Idul Fitri mempunya dua dimensi, dimensi spiritual dan dimensi sosial. Meningkatkan ketaatan kepada Allah merupakan dimensi spiritual ber-Idul Fitri. Memperhatikan sesama merupakan dimensi sosialnya. Dalam ber-Idul Fitri kita dianjurkan memperkuat silaturrahmi dengan saling bermaafan satu sama lain. Idul Fitri boleh jadi sama di seluruh dunia, tapi Lebaran hanya khas Indonesia. Dalam berlebaran kita membuka diri lebar-lebar untuk mengakui kesalahan dan memintakan maafnya dan memaafkan orang lain. Yang menggembirakan, semua umat Islam di negeri yang kita cintai ini berlomba-lomba menyampaikan ucapan selamat Idul Fitri dan menghaturkan permohonan maaf lahir batinnya.

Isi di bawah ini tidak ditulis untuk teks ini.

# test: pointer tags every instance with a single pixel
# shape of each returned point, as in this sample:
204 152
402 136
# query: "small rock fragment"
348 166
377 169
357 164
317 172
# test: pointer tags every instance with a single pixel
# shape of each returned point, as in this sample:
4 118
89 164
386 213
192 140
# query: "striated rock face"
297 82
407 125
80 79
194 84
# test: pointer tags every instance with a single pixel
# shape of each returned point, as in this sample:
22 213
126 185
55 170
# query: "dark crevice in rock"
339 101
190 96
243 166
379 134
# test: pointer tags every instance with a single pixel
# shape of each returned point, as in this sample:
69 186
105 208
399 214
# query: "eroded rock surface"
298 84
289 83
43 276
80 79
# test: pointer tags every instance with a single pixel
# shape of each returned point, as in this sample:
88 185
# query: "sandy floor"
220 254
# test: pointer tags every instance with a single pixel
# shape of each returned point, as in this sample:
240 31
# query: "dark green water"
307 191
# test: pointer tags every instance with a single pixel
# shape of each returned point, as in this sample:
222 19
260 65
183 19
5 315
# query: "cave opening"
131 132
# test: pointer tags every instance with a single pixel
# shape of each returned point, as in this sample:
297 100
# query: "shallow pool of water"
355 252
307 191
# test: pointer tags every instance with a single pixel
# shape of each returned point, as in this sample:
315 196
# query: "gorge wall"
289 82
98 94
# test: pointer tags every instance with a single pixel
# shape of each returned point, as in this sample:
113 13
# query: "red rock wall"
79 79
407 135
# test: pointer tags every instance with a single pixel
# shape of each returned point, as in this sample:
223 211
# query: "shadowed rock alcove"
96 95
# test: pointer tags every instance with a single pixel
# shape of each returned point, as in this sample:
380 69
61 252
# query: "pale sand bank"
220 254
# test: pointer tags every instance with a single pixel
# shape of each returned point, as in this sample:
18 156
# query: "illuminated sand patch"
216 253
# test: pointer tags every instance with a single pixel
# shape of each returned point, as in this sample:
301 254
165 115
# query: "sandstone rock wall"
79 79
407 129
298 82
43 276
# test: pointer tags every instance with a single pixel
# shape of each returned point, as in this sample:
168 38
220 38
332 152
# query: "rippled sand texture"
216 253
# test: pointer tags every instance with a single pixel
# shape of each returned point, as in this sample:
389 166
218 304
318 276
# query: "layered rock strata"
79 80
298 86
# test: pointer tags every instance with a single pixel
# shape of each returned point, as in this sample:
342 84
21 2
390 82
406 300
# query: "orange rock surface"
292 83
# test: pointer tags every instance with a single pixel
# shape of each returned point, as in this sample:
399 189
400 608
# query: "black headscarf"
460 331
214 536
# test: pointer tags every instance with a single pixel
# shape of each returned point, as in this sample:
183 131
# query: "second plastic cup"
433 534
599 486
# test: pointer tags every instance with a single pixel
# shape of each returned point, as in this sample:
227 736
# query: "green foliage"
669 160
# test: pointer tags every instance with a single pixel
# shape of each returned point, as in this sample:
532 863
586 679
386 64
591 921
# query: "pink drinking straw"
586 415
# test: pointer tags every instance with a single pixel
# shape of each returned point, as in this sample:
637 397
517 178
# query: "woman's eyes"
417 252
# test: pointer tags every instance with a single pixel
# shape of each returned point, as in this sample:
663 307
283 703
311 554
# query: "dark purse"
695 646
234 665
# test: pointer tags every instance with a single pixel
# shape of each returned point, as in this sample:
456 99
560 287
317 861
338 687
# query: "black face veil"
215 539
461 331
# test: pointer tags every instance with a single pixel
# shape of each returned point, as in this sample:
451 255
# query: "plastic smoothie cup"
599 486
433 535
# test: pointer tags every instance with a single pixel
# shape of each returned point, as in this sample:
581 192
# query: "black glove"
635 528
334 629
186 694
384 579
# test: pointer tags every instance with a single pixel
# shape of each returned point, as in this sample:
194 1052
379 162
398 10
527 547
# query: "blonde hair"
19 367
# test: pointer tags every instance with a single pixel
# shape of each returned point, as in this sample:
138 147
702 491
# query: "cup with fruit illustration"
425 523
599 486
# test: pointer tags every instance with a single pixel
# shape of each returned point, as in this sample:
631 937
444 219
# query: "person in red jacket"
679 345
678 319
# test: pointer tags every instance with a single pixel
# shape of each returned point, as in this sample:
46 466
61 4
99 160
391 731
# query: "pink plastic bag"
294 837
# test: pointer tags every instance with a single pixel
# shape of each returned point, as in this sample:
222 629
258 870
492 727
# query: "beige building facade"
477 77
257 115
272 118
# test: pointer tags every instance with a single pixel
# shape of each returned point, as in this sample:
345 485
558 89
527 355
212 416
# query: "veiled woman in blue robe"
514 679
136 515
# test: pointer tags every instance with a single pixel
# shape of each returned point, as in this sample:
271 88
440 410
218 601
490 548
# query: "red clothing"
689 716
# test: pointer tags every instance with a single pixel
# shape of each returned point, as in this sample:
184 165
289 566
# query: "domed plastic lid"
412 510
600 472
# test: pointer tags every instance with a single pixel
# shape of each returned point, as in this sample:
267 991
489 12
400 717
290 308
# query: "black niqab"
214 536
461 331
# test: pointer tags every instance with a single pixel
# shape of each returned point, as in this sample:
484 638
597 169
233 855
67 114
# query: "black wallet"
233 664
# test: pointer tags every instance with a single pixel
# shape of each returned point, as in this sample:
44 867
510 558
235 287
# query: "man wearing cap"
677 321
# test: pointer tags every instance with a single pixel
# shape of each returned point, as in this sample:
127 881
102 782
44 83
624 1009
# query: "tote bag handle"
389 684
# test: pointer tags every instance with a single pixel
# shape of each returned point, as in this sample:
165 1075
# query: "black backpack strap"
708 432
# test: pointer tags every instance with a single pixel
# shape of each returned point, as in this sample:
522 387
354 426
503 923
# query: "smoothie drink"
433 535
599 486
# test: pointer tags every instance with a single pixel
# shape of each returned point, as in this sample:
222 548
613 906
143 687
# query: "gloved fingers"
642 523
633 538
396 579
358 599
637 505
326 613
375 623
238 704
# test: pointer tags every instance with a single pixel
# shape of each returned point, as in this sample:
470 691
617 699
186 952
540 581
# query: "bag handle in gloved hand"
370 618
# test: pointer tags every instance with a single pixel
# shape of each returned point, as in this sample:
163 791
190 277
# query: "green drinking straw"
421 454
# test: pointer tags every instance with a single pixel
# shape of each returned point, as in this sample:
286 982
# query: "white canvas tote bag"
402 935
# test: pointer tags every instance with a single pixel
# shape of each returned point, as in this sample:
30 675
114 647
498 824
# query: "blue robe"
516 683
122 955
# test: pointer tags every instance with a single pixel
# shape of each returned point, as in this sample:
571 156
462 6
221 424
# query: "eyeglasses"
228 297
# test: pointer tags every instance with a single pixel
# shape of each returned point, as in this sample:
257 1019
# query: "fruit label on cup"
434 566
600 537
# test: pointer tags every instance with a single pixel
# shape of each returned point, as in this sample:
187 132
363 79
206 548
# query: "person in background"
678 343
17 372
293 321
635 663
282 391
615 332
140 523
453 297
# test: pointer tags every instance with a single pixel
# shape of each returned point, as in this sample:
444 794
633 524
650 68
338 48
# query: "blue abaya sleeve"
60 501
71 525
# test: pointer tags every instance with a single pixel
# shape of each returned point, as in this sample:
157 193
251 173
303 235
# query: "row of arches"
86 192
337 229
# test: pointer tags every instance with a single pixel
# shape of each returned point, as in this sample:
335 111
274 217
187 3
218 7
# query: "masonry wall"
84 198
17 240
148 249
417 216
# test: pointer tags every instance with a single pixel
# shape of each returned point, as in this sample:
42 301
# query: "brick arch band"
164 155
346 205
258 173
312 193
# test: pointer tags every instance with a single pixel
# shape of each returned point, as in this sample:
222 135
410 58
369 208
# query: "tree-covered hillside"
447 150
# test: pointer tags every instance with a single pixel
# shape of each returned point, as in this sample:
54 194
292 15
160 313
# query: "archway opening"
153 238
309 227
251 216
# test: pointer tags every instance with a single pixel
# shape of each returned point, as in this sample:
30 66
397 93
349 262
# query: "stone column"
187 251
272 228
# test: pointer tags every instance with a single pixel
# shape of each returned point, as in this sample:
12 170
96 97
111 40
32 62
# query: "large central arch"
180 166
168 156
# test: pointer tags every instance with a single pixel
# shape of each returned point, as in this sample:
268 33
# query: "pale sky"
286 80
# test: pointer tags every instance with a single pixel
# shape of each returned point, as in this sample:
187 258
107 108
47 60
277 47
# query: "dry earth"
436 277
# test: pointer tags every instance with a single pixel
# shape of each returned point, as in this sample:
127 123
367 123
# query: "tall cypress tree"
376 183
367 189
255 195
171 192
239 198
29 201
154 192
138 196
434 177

Tetapi, cukupkah permohonan maaf di bibir saja ? Mari kita dengarkan apa yang dikatakan Ali bin Thalib tentang syarat meminta maaf terhadap sesama manusia.
Bahwa setelah anda menyesali dan mengungkapkan kesalahan, maka kembalikanlah hak-hak rakyat yang telah dirampas dan bila selama ini perut anda sudah buncit dengan hasil korupsi, maka kempeskanlah dan rasakan sakitnya hidup susah dan menderita akibat kesalahan-kesalahan yang pernah dilakukan. Setelah itu, barulah pantas meminta maaf.
Ketika mereka mengucapkan mohon maaf lahir batin, terbayangkah di benaknya, bagaimana sakitnya kehidupan korban Lumpur lapindo, rakyat kelaparan, kesulitan sembako, pengangguran yang meningkat akibat kebijakan yang mereka ambil dalam mengelola negeri ini. Tak satu pun keluar dari mulut mereka pengakuan terhadap dosa-dosa yang mereka lakukan terhadap rakyat. Ingin sekali kita mendengar – misalnya – ada pemimpin yang berkata: :
“Wahai rakyatku, maafkan kami, karena kami tidak atau belum bisa membuat kalian hidup sejahtera”.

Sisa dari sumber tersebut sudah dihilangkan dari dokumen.